Ida Noyes’s Max Palevsky theater was packed Monday evening as students took advantage of a free showing of Judd Apatow and Amy Schumer’s new film Trainwreck, hosted by student film society Doc Films. The offer was especially tempting, considering that the film isn’t scheduled to premiere for another three months. (This also means that what we saw Monday night was likely a work-in-progress print of the film, and literally everything I write here is subject to change.)
Trainwreck is a loving recreation of the classic rom com tropes, just with the traditional male and female roles reversed, and a few more F-bombs than you’d see out of other Ephronian fare. While the appeal of the film may at first glance lie in the subversion of the well-worn formula, Trainwreck mostly plays it straight. Really, plug in Matthew McConaughey for Schumer’s Amy and substitute Catherine Zeta-Jones for love interest Aaron (Bill Hader), and you’d have an exact recreation of How to Lose a Guy in 10 Days, No Reservations, or any of the countless rom coms of the last decade where a smirking Lothario (invariably male) learns to settle down with a straitlaced scold who learns how to loosen up (depressingly, always female).
Schumer, by her own admission playing herself, is following the hard-drinking and philandering ways of her father (Colin Quinn), who’s in a nursing home with multiple sclerosis. Her younger sister (Brie Larson) has settled down with a dorky husband and an even dorkier stepson. Amy is holding down a writing job on a magazine when she gets the assignment from her boss (Tilda Swinton) to cover Dr. Aaron Connors and his new invention—a knee insert. They fall in love. Drama ensues.
The film’s adherence to the genre’s familiar beats verges on tedious, and the extra plotlines enlisted to buoy the central love story are either undercooked or preposterous, putting a lot of weight on the jokes to keep the film chugging along at an engaging pace. The script is credited to Schumer, but there seems to be a lot of the standard Apatow style riffing that devolves scenes into the setup-improv-exposition-improv-exit template that alternates between pleasingly familiar and grating, depending on the quality of the actors and the riffs. Notably, scenes revolving around non-actors are actually the funniest. Wrestler John Cena and basketball player LeBron James both show up in roles that are more than just cameos, and both demonstrate a gift for comedic timing. Even playing the same threadbare character type (big buff dude who turns out to be sensitive and nerdy), they anchor the most entertaining scenes in the movie. In general, most of the jokes here are pretty dire, although there is the major caveat that Trainwreck was absolutely killing the crowd at Doc, so hey, what do I know?
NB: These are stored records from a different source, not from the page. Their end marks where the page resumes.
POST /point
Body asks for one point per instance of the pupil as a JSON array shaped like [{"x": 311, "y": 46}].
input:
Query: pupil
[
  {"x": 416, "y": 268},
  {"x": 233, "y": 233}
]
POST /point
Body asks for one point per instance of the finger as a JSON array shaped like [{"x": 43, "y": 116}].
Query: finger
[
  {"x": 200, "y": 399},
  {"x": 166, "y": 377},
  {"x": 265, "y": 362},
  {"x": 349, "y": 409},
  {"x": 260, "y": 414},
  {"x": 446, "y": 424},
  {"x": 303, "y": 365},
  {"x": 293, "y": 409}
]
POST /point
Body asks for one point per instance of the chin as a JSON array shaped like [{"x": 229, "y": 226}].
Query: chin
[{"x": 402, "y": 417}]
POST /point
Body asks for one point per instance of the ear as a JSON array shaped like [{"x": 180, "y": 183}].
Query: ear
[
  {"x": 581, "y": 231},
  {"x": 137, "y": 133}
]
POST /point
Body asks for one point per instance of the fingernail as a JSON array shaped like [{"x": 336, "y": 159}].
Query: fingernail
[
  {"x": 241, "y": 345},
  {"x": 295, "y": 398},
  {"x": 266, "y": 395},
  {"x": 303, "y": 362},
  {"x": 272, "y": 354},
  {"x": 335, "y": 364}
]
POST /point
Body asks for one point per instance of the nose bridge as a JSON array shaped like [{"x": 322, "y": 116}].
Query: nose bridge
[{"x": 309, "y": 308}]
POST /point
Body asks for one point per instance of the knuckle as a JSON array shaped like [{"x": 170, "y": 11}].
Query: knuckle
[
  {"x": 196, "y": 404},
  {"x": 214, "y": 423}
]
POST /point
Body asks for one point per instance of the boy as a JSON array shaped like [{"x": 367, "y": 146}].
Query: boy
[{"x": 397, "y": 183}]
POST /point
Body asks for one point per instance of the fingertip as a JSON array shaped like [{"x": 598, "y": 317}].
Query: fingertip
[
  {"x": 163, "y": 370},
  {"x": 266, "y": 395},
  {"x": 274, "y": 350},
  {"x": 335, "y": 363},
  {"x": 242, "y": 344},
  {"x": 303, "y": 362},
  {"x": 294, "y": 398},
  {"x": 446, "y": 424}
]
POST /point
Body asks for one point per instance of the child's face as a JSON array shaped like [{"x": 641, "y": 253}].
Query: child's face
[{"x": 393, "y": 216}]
Trainwreck is fated to be shoved into the “unladylike women” genre along with Paul Feig’s Bridesmaids and the TV shows Broad City and Schumer’s own Inside Amy Schumer, a classification that’s more reflective of the male-dominated state of pop-culture than the qualities of the film. Still, Trainwreck may have tapped into a zeitgeist. After an introductory montage in which Schumer’s character gets into drunken misadventures and explains her rules for kicking dudes to the curb like a boss, one of the people sitting next to me remarked to her neighbor, “I hope the whole movie is just this, like she never changes.” I think that remark sums up the appeal here. It is undeniably refreshing to see Schumer fill the role of unrepentant, debauched lout classically dominated by men, but how far that sense of refreshment persists through the next two hours probably depends on you.